At the end of the shift, as we lined up to return to our cells, I saw Kang. He stood at the end of the hall, talking with the laundry supervisor, his posture perfect, eyes hard. He didn’t look at me. He didn’t need to. I could feel the gravity of his presence, the way he bent the space around him.
He was different, now. Before, he’d been a threat, a reminder of everything I’d lost. Now, he was something else—a vector, maybe, or a fuse. I could feel the potential energy coiling, ready to snap.
I watched him until the guard shoved me forward, then shuffled back to my cell.
Inside, I sat on the bunk, arms around my knees, and catalogued everything I’d seen. The way Petrov wielded fear, the way the prisoners responded, the way the guards covered their own terror with violence. The way Kang moved now, all tight focus and hidden charge.
Something was coming.
I could feel it, just under the skin.
Weeks passed, or maybe it was only days.
Time went weird in the block—dilated by routine, contracted by boredom, always warped around the next moment of violence.
The Authority’s schedule was supposed to be a clock, but it ran on power outages and guard hangovers and the random whims of whatever bureaucratic black hole controlled the shift roster.
I did what everyone else did: kept my head down, worked my assignment, and didn’t make noise.
The girls in my shift—Stitch, the red-haired mutant with the burned scalp, and a silent kid they called Mouse—were efficient, not friendly.
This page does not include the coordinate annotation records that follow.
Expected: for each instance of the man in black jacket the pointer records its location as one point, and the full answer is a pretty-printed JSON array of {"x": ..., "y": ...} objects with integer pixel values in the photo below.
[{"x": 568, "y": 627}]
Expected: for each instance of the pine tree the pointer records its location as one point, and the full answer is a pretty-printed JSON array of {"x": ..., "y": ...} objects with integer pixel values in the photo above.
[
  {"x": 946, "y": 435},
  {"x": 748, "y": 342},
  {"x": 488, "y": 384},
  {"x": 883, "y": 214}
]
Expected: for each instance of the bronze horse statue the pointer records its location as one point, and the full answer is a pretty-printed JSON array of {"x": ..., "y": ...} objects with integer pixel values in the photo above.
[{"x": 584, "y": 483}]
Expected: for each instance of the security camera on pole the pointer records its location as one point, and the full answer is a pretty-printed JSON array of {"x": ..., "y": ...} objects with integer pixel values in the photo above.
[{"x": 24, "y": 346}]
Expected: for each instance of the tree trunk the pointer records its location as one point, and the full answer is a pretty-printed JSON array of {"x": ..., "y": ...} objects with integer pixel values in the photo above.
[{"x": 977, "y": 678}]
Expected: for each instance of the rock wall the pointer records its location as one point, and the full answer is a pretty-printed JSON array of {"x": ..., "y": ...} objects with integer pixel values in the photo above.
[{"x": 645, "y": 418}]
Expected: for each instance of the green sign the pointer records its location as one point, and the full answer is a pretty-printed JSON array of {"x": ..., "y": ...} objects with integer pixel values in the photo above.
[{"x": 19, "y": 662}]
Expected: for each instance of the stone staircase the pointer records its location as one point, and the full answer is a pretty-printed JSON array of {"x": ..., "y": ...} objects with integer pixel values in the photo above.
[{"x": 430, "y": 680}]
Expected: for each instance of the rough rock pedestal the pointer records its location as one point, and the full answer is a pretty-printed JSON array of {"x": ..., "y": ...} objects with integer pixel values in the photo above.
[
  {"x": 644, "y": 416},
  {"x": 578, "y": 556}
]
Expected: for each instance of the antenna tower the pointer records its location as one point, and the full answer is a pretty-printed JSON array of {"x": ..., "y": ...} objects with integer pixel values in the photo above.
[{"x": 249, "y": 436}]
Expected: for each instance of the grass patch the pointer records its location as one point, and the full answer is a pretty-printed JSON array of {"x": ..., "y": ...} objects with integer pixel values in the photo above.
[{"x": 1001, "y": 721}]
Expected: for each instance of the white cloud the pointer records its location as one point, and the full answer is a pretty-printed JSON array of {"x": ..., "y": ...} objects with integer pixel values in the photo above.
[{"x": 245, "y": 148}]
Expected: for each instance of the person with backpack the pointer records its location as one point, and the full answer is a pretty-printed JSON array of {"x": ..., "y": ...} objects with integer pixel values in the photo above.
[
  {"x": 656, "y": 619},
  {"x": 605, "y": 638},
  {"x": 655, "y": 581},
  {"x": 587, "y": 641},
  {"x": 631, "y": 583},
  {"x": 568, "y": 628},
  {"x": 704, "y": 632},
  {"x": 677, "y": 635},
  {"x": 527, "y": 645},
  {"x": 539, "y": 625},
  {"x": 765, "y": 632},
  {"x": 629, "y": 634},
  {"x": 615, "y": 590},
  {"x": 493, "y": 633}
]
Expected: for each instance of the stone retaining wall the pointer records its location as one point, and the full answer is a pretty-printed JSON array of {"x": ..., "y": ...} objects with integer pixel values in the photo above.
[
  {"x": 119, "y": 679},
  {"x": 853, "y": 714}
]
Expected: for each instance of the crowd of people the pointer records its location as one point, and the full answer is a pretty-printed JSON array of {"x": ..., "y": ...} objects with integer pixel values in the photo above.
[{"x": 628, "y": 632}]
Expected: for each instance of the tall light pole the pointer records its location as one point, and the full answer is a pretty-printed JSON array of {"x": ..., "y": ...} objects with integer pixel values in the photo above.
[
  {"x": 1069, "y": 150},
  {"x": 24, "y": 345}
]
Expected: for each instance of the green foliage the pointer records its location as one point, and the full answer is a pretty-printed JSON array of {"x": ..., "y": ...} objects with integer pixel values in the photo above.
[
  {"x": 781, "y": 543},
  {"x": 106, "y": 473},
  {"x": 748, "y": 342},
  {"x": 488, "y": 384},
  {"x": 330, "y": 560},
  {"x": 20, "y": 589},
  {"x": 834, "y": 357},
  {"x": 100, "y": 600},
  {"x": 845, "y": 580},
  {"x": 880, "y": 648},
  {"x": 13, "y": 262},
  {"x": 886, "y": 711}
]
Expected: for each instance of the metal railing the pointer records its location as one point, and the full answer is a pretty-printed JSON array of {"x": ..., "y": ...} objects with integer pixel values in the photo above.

The guard on laundry detail watched us with a bored, predatory gaze.
After the incident with Petrov’s spectacle, even the guards seemed to move more quietly, like they were afraid of waking up the floor itself.
I didn’t see Kang. Not for days, then weeks. I told myself it was a relief. I told myself it meant he wasn’t watching anymore, that I’d finally outlived my status as experiment-of-the-week. But the truth was, the silence left a hole, and I hated myself for even noticing it.
I focused on the patterns instead. Laundry detail rotated every six hours, six girls at a time.
We sorted, washed, dried, folded, and stacked.
The shifts always overlapped by a quarter hour—just enough for one group to warn the next of any drama, or pass messages, or cover up contraband with a perfectly timed pile of towels.
There was a logic to the way the inmates grouped themselves: the strong together, the sick together, the ones with nothing left to lose somewhere in the middle, drifting between poles of fear and numbness.